Other legislators focus on the state's distortion of the "free market." Take, for ex- ample, House Bill 1806, co-sponsored by Selah Republican Jim Clements and Spokane Democrat Alex Wood, designed to "diminish the [liquor] board's unfair competitive advantage" over private retailers for the public's wine and beer buck.
Now it's true that the state is a big buyer of beer and wine and, like all big buyers, enjoys some price breaks from suppliers. But it's also true, as the task force notes, that virtually all the beer and over 90 percent of the wine sold in Washington is sold by private retailers, so the "unfair advantage" enjoyed by the state over, say, a chain on the scale of Safeway is more apparent than real. Never mind, says the bill, state stores must be forced to mark up wine and beer an average of at least 25 percent over cost in order to ensure a level playing field for private retailers.
Doesn't this smack of price fixing, even a kind of legalized public-private collusion on how much customers have to pay for their Bud Light? Some legislators think so, and as of press time, the Clements-Wood bill had no additional sponsors and looked like it would expire without even a committee hearing.
It may have already served its purpose. Even co-sponsor Wood grants that legislation may not be the best way to deal with such a delicate matter. "I think it is probably better if the industry sits down with the [Liquor Board] commissioners and they work it out between them."
Not to worry, such a meeting has taken place: On January 30, Safeway lobbyist Janice "the Tiger" Gee put the retail industry case before the Liquor Board at its weekly meeting with staff. Don't be surprised if the Liquor Board sees the light and raises its markups in the name of fairness.
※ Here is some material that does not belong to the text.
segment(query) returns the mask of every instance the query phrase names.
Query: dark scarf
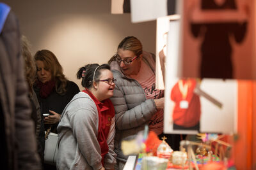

After all, the fairness argument has worked before. In 1999, at the retailers' urging, the Liquor Board surveyed its prices compared to the open market and concluded the two weren't significantly different. Still, to keep the private sector happy, they jacked up their wine prices by $1.80 a case.
"Fairness" can also be profitable. Former Liquor Commissioner Robert Hanna recalls how back in the late '80s, retailers persuaded him and his colleagues to jack up beer and wine prices across the board to "level the playing field." He also recalls that as soon as the new prices were posted, private retailers jacked up theirs by an identical amount. A level playing field? Tilt!